What co-founding taught me about shipping

Building and shipping a full-stack product end to end as a co-founder — owning every decision, and learning that shipping is a skill of its own.

ProjectPrior

Before Paiv, I co-founded a startup called Prior and built its product end to end. I owned every technical decision from the frontend to the infrastructure — Next.js, TypeScript, Supabase, and a few things I'd never shipped before. The product's run has ended, but the lessons are some of the most useful I've carried forward.

Schema decisions are the ones you live with

The earliest decision with the longest shadow is your data model. I spent real time up front architecting a flexible relational schema, because I knew the product's data would evolve in ways I couldn't fully predict. That paid off: complex, changing requirements turned into normal feature work instead of painful migrations.
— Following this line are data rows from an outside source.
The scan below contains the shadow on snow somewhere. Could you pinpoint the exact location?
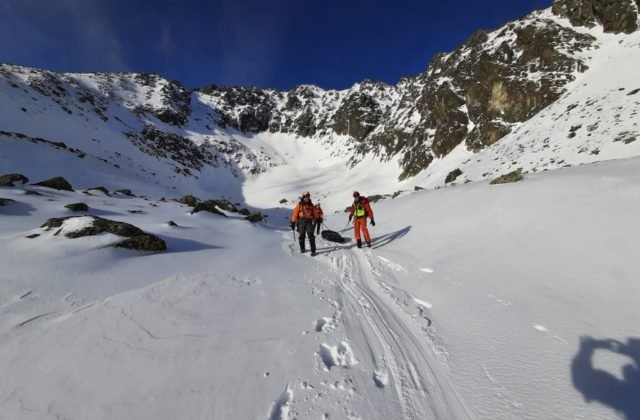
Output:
[571,337,640,420]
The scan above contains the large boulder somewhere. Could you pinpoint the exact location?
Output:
[192,200,226,216]
[84,186,111,196]
[0,198,15,207]
[64,203,89,211]
[40,216,167,251]
[33,176,73,191]
[489,168,524,185]
[0,174,29,187]
[209,199,238,213]
[178,194,200,207]
[444,168,462,184]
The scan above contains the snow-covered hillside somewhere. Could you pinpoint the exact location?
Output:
[0,158,640,419]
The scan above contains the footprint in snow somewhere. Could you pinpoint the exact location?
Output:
[378,256,407,272]
[533,325,568,345]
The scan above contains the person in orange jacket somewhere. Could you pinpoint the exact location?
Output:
[313,203,324,235]
[349,191,376,248]
[291,191,316,257]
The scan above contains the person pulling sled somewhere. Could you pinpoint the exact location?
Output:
[349,191,376,248]
[313,204,324,235]
[291,191,317,257]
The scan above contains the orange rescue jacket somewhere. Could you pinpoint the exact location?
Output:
[291,201,315,223]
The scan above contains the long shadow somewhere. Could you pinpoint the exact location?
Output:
[571,337,640,420]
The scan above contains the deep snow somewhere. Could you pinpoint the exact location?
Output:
[0,158,640,419]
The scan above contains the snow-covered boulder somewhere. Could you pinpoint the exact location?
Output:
[41,216,167,251]
[33,176,73,191]
[0,174,29,187]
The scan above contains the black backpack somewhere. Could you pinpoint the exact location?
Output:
[321,230,346,244]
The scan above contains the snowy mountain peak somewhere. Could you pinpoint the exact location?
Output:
[0,0,639,199]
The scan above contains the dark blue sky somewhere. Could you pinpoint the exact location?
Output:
[0,0,552,89]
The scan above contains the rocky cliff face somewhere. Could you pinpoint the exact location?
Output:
[552,0,640,34]
[0,0,640,177]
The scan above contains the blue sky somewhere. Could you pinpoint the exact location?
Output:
[0,0,552,89]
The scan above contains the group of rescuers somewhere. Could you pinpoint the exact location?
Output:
[291,191,376,256]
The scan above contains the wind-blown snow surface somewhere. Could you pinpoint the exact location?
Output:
[0,158,640,419]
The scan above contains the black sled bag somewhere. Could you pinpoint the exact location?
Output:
[320,230,346,244]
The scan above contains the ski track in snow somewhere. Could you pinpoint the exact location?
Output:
[316,243,469,418]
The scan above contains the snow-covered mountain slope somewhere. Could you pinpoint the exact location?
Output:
[0,158,640,419]
[0,0,640,420]
[0,0,640,200]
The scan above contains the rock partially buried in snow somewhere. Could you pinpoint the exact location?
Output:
[489,168,524,185]
[178,195,200,207]
[64,203,89,211]
[444,168,462,184]
[33,176,73,191]
[192,200,226,217]
[40,216,167,251]
[0,174,29,187]
[114,189,136,197]
[83,186,111,196]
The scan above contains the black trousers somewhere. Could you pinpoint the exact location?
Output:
[298,219,316,252]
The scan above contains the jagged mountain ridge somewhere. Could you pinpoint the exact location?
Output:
[0,0,638,187]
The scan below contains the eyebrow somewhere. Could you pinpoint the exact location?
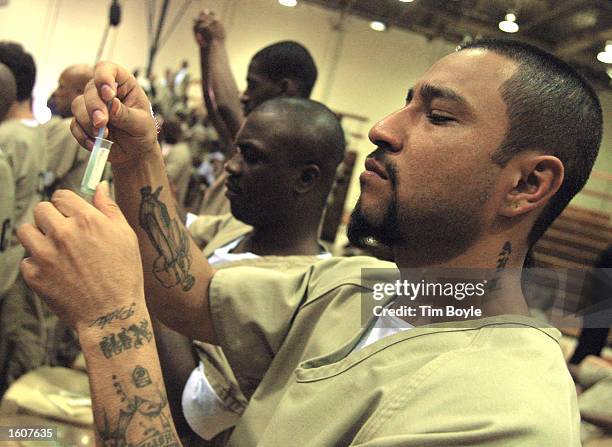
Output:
[406,84,472,110]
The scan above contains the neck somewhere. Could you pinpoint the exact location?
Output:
[234,216,321,256]
[6,100,34,119]
[396,237,529,326]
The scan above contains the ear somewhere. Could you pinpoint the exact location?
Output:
[295,163,321,194]
[278,78,300,96]
[499,153,564,217]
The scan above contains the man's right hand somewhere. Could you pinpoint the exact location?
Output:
[193,9,225,49]
[70,62,159,167]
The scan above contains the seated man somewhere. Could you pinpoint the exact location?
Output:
[156,98,344,439]
[20,40,602,446]
[0,42,47,394]
[44,64,93,200]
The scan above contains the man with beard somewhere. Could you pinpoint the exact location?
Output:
[20,40,602,446]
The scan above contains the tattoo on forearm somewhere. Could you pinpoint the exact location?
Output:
[132,366,151,388]
[98,374,179,447]
[139,186,195,292]
[100,320,153,359]
[89,303,136,329]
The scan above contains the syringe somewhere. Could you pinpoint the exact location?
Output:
[81,100,113,195]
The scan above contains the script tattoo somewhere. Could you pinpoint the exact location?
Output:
[487,241,512,292]
[132,366,151,388]
[139,186,195,292]
[89,303,136,329]
[100,320,153,359]
[99,376,179,447]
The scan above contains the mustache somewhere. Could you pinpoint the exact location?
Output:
[367,146,397,189]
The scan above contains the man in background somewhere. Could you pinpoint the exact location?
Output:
[0,64,17,302]
[194,11,317,215]
[44,64,93,198]
[0,42,47,394]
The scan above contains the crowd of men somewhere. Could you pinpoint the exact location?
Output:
[0,7,612,446]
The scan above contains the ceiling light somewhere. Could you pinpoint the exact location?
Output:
[597,51,612,64]
[498,12,519,33]
[370,20,387,31]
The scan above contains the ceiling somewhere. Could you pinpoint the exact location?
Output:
[303,0,612,89]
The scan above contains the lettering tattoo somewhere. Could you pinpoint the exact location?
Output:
[487,241,512,292]
[98,376,179,447]
[132,366,151,388]
[139,186,195,292]
[100,320,153,359]
[89,303,136,329]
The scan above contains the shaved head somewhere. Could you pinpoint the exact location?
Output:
[0,64,17,121]
[49,64,93,118]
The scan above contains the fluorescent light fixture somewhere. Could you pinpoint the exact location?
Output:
[370,20,387,31]
[597,51,612,64]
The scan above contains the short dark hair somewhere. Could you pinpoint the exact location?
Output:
[458,39,603,246]
[0,42,36,101]
[252,40,317,98]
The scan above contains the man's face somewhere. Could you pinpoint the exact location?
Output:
[225,111,299,226]
[51,72,83,118]
[240,60,283,116]
[349,50,515,262]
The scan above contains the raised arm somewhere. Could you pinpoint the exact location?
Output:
[18,186,180,447]
[72,62,215,343]
[193,11,244,142]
If I could give early-me one piece of advice, it's that the schema is where optimism goes to die. Design it so that "we need to also track X" is an additive change, not a rewrite.

Meet users where they already are

One of my favorite things I built was an interactive email experience using AMP for Email. Instead of a "click here to go to the app" link, recipients could take action directly inside their inbox. It's a small thing that changes the feel of a product — less friction, more "this just works."

It also forced me to learn a corner of the stack most engineers never touch, which is its own reward.

Shipping is a skill, separate from building

Here's the thing nobody tells you: writing the code is not the same as shipping the product. As a co-founder there was no one to escalate the hard calls to. You scope ruthlessly, you decide fast, you cut things you're attached to, and you put it in front of users before you feel ready.

That muscle — turning ambiguity into a deployed thing that real people use — is the part I kept. It's why I now reach for "what's the smallest version that's real?" on every project, including the ones I build just for me.